As recently as late August this year Swiss private bank Julius Baer confirmed that it had discovered a 'case of data misuse'. The bank said that a Zurich employee acted alone and had beenarrested. The thief had been paid 'an undisclosed sum' by the German tax authorities.
The amounts paid by revenue authorities to bank data thieves in Europe are paltry compared to what the IRS has on offer in the USA. Under the IRS whistleblower regime, an informant could potentially collect up to 30% of the proceeds in instances where the amount in dispute exceeds $2 million. On 11 September 2012, it was announced that the IRS had paid $104 million (approximately R820 million) to Bradley Birkenfeld who earlier supplied the IRS with in-depth information on how Swiss bank UBS had helped US clients to evade tax. According to Birkenfeld's lawyers it could be the largest pay-out ever to a single whistleblower. The award by the IRS followed Birkenfeld's exceptional cooperation and took into account the extensive information he gave on the UBS tax-fraud scheme.

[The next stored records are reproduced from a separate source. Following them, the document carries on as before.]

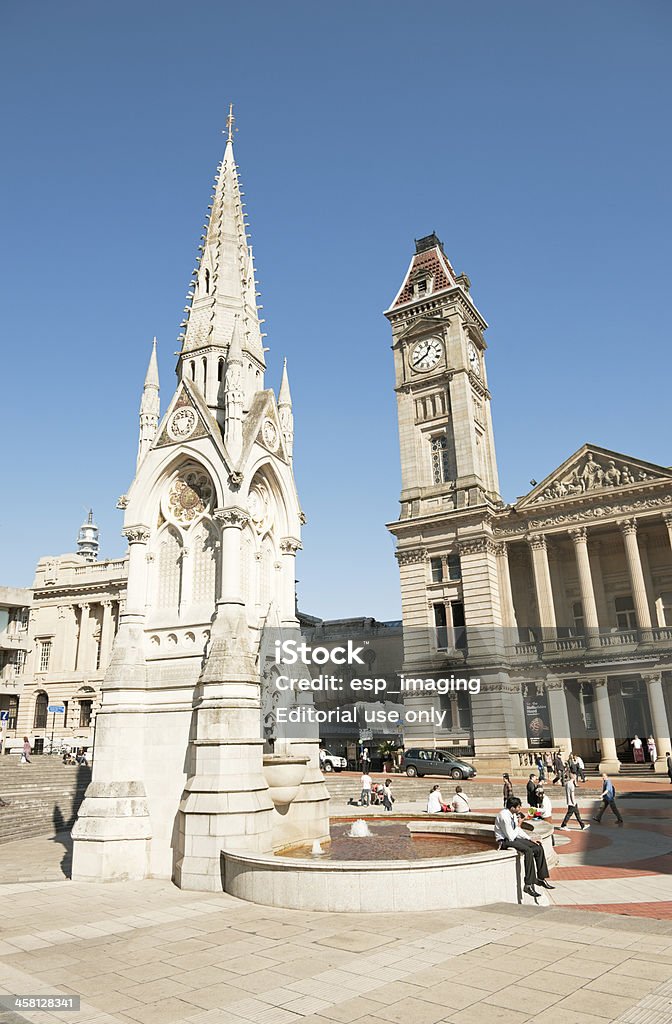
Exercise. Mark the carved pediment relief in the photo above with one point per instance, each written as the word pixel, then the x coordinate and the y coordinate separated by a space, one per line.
pixel 593 470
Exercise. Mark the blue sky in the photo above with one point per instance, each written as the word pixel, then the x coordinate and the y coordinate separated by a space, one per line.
pixel 534 138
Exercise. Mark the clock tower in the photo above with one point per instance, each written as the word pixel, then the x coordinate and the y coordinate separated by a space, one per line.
pixel 446 431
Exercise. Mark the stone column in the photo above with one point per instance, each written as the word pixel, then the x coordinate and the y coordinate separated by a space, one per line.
pixel 660 721
pixel 84 638
pixel 225 803
pixel 580 539
pixel 108 634
pixel 629 530
pixel 558 711
pixel 289 547
pixel 543 589
pixel 506 594
pixel 667 518
pixel 610 759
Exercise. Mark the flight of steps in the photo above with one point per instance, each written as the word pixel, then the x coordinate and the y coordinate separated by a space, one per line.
pixel 343 785
pixel 44 796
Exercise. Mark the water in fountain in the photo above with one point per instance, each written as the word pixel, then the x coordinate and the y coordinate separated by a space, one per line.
pixel 360 829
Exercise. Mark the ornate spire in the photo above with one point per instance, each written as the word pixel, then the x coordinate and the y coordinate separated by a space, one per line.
pixel 223 286
pixel 150 407
pixel 285 412
pixel 87 539
pixel 234 394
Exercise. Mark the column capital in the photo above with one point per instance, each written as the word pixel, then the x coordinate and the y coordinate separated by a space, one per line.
pixel 290 545
pixel 137 534
pixel 236 517
pixel 579 535
pixel 410 557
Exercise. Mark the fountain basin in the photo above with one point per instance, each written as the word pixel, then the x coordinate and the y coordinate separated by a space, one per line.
pixel 465 880
pixel 284 774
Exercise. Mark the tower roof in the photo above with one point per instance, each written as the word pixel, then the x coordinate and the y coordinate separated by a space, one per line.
pixel 152 376
pixel 224 286
pixel 284 395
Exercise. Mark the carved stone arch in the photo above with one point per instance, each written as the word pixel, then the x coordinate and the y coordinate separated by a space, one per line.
pixel 265 479
pixel 204 554
pixel 167 582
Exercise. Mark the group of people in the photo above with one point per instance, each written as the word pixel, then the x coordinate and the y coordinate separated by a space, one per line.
pixel 459 803
pixel 373 793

Birkenfeld's offering to the IRS was used during 2009 to strong-arm UBS into a $780 million settlement with the IRS. (Incidentally, as a UBS private banker, Birkenfeld once smuggled diamonds into the USA by concealing them in toothpaste. This was the exceptional service UBS high-value customers received. He served three years jail for his role in the UBS tax fraud scheme but indicated that he will seek a presidential pardon.)
Data theft by bank employees and the buying of data by revenue authorities has seemingly become a fast-growing international sport. Bradley Birkenfeld has shown that the prize money could be staggering. So expect the sport to attract new-comers and to make banks internationally shiver in their collective boots.
The OECD published a report on 26 October 2011. Its title is "The era of Bank Secrecy is Over". The first sentence of the Report reads: "In April 2009, G20 Leaders took action to end the era of bank secrecy". The OECD must be smiling at the support its efforts at destroying bank secrecy have been getting from banking insiders who have access to sensitive client data.
Of course the banks are not doing themselves any favours: HSBC's large-scale money laundering on behalf of cocaine cartels was documented in a mid-July US Senate report. That will mean more pressure on banks everywhere. The chairman of the Senate Committee already said "Ultimately, the rest of us are forced to pay more on our tax bills to make up for those who shirk their taxpaying responsibilities".
It seems that bank data (however obtained) will increasingly inform and direct revenue authorities' compliance actions.
Locally, information provided by SA banks to SARS as "third-party data", features as an important cog in SARS's compliance plan. The SARS Annual Report says: "The use of third party data to verify self-assessments by taxpayers and to perform risk-profiling is a growing trend in international tax administration. Third party data has several uses, including the pre-population of tax returns, as inputs into a risk-profiling engine, and even at border posts to profile incoming andoutgoing travellers. Sources of third party data range from financial institutions, employers, credit bureaus to other government agencies (eg the Department of Home Affairs)".
Going forward revenue authorities will increase their attacks on bank secrecy. Banks will see ever-widening and invasive information requests.
The treasure troves of bank data have been prised open with help from bank employees eyeing lucrative whistleblower pay-outs. Legal precedent telling HNWI bank clients that bank secrecy is alive and well, and should be respected (also by revenue authorities), is unfortunately only part of the story.